D’où vient cet étrange théorème selon lequel un mandat vous appartient
et pourrait donc vous être dérobé ? Oui, bien sûr, la réélection de
Yaël Braun-Pivet est le fruit de tractations entre le bloc macroniste et les
Républicains de Laurent Wauquiez.

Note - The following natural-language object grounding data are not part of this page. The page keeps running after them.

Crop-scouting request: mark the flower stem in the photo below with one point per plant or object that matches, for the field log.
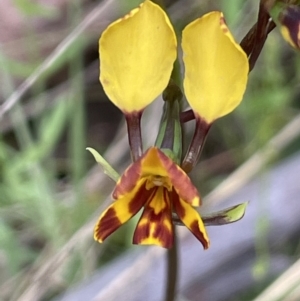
(172, 271)
(134, 134)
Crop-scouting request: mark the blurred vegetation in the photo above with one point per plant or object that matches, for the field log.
(45, 169)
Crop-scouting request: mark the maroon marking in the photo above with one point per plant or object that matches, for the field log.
(107, 225)
(199, 235)
(140, 199)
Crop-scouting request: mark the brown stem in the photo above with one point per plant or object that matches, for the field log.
(255, 39)
(193, 154)
(134, 134)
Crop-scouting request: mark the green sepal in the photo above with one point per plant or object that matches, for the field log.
(169, 138)
(223, 217)
(107, 168)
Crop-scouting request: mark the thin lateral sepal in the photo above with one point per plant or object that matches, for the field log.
(169, 137)
(194, 151)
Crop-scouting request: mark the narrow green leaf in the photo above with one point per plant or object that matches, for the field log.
(107, 168)
(226, 216)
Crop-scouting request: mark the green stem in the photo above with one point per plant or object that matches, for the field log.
(193, 154)
(172, 261)
(134, 134)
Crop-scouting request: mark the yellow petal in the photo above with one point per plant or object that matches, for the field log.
(137, 54)
(121, 211)
(216, 67)
(155, 162)
(155, 226)
(192, 220)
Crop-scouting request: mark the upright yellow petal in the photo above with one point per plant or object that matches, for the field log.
(137, 54)
(216, 67)
(121, 211)
(155, 225)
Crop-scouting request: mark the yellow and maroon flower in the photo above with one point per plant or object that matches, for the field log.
(156, 183)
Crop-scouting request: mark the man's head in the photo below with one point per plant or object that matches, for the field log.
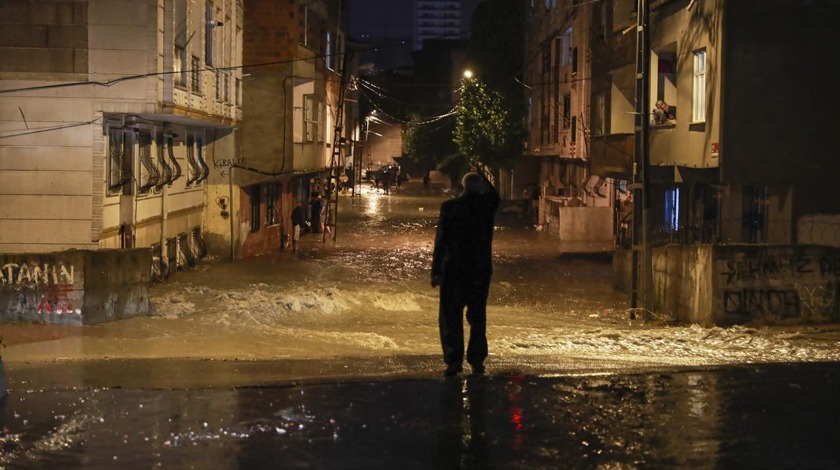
(472, 183)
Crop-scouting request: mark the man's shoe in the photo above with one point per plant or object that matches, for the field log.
(452, 370)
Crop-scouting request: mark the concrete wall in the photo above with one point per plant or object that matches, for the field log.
(75, 287)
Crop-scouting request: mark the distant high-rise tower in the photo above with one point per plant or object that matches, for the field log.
(441, 19)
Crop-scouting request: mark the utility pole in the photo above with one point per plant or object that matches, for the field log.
(642, 265)
(335, 160)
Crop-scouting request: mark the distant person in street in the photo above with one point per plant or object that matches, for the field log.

Est-ce proscrit par le code électoral?
Quel chef de parti, quel élu peut affirmer, sans que son nez
s’allonge, qu’il n’a jamais goûté de ce pain-là ? Entre Éric Ciotti
et Jordan Bardella, aucune négociation en coulisses ? Entre
les quatre fédérés du Nouveau Front Populaire, aucun arrangement
à l’abri des regards ? Soyons sérieux ! Au lieu de hurler au hold-up
et de menacer la victoire de Yaël Braun-Pivet d’un
recours comme le promet Sandrine Rousseau, le NFP ferait mieux de
surmonter son amertume et de se demander pourquoi il n’est pas capable
de convaincre au-delà de son pré carré, pourquoi il s’unit sur le
perchoir mais n’est pas fichu de s’accorder sur le nom d’un Premier
ministre, dévaluant chaque jour sa crédibilité pour piloter la France.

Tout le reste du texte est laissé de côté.